Das Rätsel dieses merkwürdigen Grabes findet folgende Erklärung. In einer der größten Eisengießereien in New Orleans war besagter Thomas Fington als Arbeiter seit mehreren [220] Jahren beschäftigt. Er hatte die Aufsicht über den großen Sammelbehälter, in dem das geschmolzene Eisen aus den verschiedenen kleineren Schmelztiegeln vereinigt wurde, um sodann in die Formen zur Herstellung größerer Maschinenteile geleitet zu werden. Am 30. November 1904 war der Sammelbehälter, der ungefähr zwei Meter Tiefe hatte, vollkommen mit flüssigem Eisen angefüllt, da die Welle zu einem großen Flußdampfer gegossen werden sollte.

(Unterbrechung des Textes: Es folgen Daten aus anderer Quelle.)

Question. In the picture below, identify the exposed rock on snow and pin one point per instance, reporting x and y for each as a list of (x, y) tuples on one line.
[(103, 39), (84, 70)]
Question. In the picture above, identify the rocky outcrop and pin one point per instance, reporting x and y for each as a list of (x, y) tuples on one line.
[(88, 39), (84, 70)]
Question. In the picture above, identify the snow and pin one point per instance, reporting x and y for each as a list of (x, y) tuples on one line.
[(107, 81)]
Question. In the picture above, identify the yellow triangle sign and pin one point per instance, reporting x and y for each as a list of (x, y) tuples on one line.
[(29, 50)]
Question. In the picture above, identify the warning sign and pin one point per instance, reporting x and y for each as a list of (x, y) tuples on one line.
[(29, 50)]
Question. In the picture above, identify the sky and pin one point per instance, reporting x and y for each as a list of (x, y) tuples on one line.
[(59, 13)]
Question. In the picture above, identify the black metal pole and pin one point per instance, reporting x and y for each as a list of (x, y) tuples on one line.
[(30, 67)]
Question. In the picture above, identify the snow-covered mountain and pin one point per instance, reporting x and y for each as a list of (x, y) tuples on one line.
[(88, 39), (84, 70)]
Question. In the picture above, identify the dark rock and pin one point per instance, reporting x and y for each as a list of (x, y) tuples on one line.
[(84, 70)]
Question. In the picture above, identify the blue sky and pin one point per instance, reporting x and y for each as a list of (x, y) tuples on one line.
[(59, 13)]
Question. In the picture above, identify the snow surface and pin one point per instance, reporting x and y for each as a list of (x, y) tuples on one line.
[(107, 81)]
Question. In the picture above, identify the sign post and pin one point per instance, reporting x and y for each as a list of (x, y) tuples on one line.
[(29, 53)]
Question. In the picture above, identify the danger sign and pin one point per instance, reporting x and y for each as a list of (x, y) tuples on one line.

Fington stand über dem Behälter auf einer beweglichen Laufbrücke und wollte gerade das Zeichen zum Öffnen des Abflußrohres geben, als er das Gleichgewicht verlor und mit einem furchtbaren Schrei in die glühende Masse hinabstürzte. Wie Augenzeugen gesehen haben, fiel er der Länge nach, und zwar mit dem Gesicht nach unten, in das flüssige Metall, dessen Hitze den Körper des Unglücklichen in wenigen Sekunden so vollständig verzehrte, daß nachher nur noch an einer dunkleren Färbung der Oberfläche die Stelle zu erkennen war, an der Fingtons Körper verschwunden war.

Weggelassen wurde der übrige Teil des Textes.